Через сутки после угона Менахем явился в полицию с повинной.

— Ай, ай, ай! Такой серьезный молодой человек, и вдруг конокрад… Зачем ты дуралей это сделал? Разве твой дед гончар Нохем крал лошадей? Разве твой отец — столяр Лейзер ночами выпиливал дырки в чужих дверях? Еврей может на пол-лита надуть любого, даже его превосходительство президента, недоплатить в казну налоги, не долить в корчме водки, недодать в лавке сдачи или продать покупателю не весенней свежести селедку. Но врываться в конюшню и красть лошадь?! Фэ!

Суд над гражданином Литовской республики Менахемом Лурье был скорый и справедливый. Как взломщика и вора, угнавшего у официального лица лошадь английской породы его приговорили к пяти годам заключения в каторжной тюрьме. И куковать бы ему в ней на нарах весь срок от звонка до звонка, вспоминая за решеткой цыганский табор, Ильду с ее бесовскими чарами, бездонными, как омут глазами, если бы в одночасье в Литве не сменилась власть, и в тюрьме не появились бы следователи в чужеземной форме с невиданными знаками отличия и не принялись бы сортировать и отсевать заключенных.

— За что, голубчик, сидишь? — спросил его по-литовски веснушчатый офицер в новехонькой форме и с красной звездой на фуражке...

— У бургомистра нашего местечка лошадь угнал. Хотел помочь одному попавшему в беду семейству, — воспрял духом Менахем.

— Лошадь? У бургомистра? Да за это же, голубчик, тебе не отсидка положена, а высокая правительственная награда… медаль за проявленное милосердие. Ты, можно сказать, против нашего классового врага — буржуев пошел.

— Да не пошел я против... Просто так вышло. Я…

— Ладно, — перебил его горбоносый и рукавом мундира вытер со лба блестевшие росинки следовательского пота. — Твоя фамилия Лурье?

— Правильно.
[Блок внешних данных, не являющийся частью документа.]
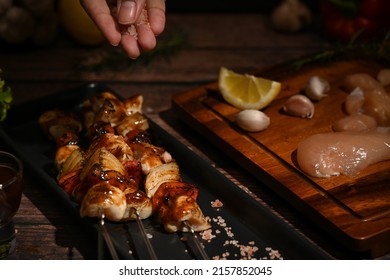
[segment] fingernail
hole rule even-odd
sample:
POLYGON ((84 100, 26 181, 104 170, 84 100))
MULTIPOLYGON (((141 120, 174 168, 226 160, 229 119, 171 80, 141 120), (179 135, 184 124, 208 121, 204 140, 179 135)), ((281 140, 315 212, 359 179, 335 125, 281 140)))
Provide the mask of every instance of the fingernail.
POLYGON ((120 24, 133 24, 137 12, 137 3, 134 0, 124 0, 118 11, 118 22, 120 24))

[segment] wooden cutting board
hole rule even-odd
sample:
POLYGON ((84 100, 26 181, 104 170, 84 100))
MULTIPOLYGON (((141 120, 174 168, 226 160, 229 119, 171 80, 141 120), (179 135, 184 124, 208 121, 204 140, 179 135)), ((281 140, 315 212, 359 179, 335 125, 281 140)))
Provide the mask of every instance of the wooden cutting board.
POLYGON ((306 214, 348 249, 378 257, 390 252, 390 161, 372 165, 356 176, 315 178, 296 163, 296 148, 308 136, 332 131, 346 116, 343 79, 351 73, 376 76, 383 68, 372 60, 338 60, 292 71, 289 64, 264 69, 258 76, 280 81, 282 91, 263 111, 269 128, 247 133, 234 122, 236 108, 223 101, 217 83, 173 96, 179 116, 211 143, 231 156, 289 203, 306 214), (331 84, 329 96, 315 103, 312 119, 282 113, 287 98, 302 93, 308 79, 318 75, 331 84))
Менахем Лурье.

— Так вот что, товарищ Лурье: собери свои монатки, и на выход!

Когда Менахем вернулся в местечко, там уже прежнего бургомистра не было — на своем заграничном автомобиле он заблаговременно укатил в Тильзит к немцам. Не шлифовал больше казенными ботинками улицы Йонамиестиса и дозорный Пятрас Гаршва, высматривавший лишнюю кошерную рюмку: Советы у него отняли потертую кобуру с чешским браунингом, и каждый Божий день он аккуратно заливал свое безысходное горе не кошерной наливкой у Гедалье Казацкера, а хуторским самогоном.

Выпущенного из тюрьмы Менахема в местечке встретили холодно и даже враждебно. Еще бы — взял и опозорил всех перед всем миром. Теперь куда ни пойдешь, куда ни поедешь — всюду слышишь: ах, эти йонамиестские конокрады!

Только хромоножка Браха и престарелый рабби Иехезкель не отвернулись от Менахема — всячески помогали ему поскорей оправиться от каторги и подлечить дырявые легкие.

— Не осуждайте его! Добро в одиночку не ходит, — уверял противников Менахема рабби, умудренный жизнью и не склонный к окончательным приговорам. — Чтобы сделать доброе дело, человеку иногда приходится брать и зло в компаньоны...

Браха поила его разными целебными отварами, готовила для него еду, обстирывала, защищала от дурной молвы, а рабби Иехезкель все время подыскивал для него какое-нибудь занятие — то попросит половицы в синагоге перестелить, то окна застеклить, а то и сколотить для богомольцев новые скамьи.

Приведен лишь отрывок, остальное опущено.